Now, it’s important to note that all of these rules interacted with each other (as well as with other rules and factors, such as school and student characteristics) to produce outcomes.
For instance, 23 states opted to use the most generous confidence intervals (which, by itself, “inflates” AYP rates), but these states did not have appreciably higher AYP rates, on average. The reason is that they also tended to choose other options (e.g., minimum subgroup sample size requirements) and/or they exhibited characteristics (e.g., tested grades, student characteristics) that, on the whole, “cancelled out” the differences.
From this perspective, it would be fascinating to look at the results of this paper in terms of general strategies and principles reflected in the decisions states made.
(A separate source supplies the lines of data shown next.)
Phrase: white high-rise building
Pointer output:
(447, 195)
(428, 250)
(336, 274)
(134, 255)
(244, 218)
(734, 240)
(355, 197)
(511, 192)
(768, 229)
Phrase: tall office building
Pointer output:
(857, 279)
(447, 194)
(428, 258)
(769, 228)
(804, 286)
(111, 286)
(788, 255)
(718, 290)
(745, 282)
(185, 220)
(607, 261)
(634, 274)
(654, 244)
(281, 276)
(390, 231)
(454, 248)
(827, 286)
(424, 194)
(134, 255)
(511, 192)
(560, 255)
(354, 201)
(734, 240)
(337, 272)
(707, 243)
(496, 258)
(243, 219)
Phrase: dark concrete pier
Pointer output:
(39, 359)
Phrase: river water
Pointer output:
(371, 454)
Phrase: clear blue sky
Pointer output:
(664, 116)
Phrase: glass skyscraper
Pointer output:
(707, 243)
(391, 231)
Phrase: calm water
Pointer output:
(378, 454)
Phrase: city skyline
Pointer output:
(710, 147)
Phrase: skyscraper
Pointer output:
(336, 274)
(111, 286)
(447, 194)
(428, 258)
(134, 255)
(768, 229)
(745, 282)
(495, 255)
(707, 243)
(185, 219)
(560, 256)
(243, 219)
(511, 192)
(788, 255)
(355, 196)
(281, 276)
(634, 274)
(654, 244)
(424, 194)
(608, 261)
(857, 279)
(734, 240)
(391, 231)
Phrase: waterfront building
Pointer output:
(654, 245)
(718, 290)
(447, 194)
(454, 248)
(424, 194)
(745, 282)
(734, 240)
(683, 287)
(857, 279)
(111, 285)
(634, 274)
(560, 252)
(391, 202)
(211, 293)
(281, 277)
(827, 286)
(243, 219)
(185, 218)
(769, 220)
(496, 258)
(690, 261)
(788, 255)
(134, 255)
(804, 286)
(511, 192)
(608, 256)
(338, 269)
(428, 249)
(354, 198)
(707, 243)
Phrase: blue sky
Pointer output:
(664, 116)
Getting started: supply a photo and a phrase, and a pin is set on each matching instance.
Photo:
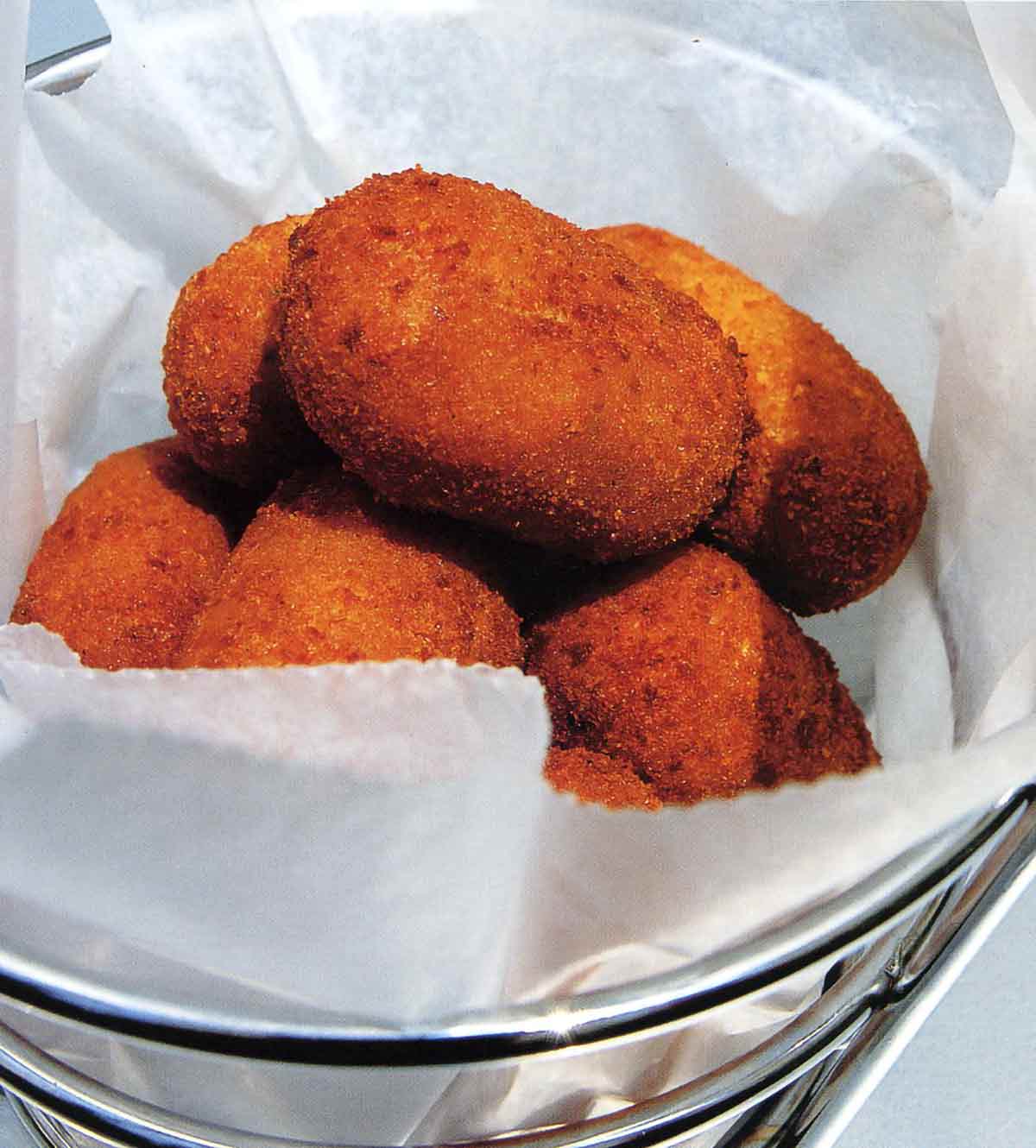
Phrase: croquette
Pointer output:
(131, 557)
(598, 779)
(325, 573)
(465, 351)
(223, 383)
(831, 490)
(685, 671)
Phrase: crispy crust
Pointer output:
(468, 352)
(128, 563)
(324, 573)
(598, 779)
(223, 383)
(831, 490)
(685, 671)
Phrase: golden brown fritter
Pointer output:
(831, 490)
(131, 557)
(468, 352)
(600, 779)
(324, 573)
(685, 670)
(223, 382)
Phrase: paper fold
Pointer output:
(854, 156)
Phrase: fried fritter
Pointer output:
(324, 573)
(223, 382)
(131, 557)
(600, 779)
(685, 671)
(469, 352)
(831, 490)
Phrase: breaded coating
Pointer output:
(598, 779)
(688, 672)
(223, 382)
(324, 573)
(831, 490)
(131, 557)
(468, 352)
Such coherence may not be easy to decipher – some choices increased failure rates, whereas others were certain to lower them. States varied in their decision making structures and resources, and they only had a relatively short period of time to devise their plans (which often had to be rectified with pre-existing accountability policies).
Many state-level NCLB configurations ended up being complex, sometimes inconsistent webs of rules that reflected varying incentives and priorities. Making things worse, the ESEA waivers that most states have submitted will only result in more heterogeneity (see this paper by Morgan Polikoff and colleagues).
This is not quite how accountability systems are supposed to work, and, as the authors of this paper note, it illustrates the ever-present difficulty of finding the right balance between standardization and flexibility in policy design/implementation.
(It should be lost on no one that these issues are extremely relevant to the current efforts in over 30 states to install new principal and/or teacher evaluations.)
There are a couple of other quick takeaways from this paper. First, after roughly a decade of NCLB, most everyone seems to have a strong opinion on whether and why it worked, but, in many respects, the truth is that we still have a lot to learn about how the law shook out, to say nothing of its impact on school performance and other outcomes (see here and here). Building a body of good research often takes time, particularly in the case of landmark policies such as NCLB.
Finally, and perhaps most importantly, accountability systems can play a productive role in education, but this analysis demonstrates very clearly that, when it comes to the design and implementation of these systems, details matter. Seemingly trivial choices can have drastic effects on measured outcomes.
In short, phrases such as “we need to hold schools accountable” sound wonderful, but what really matters is how we do so.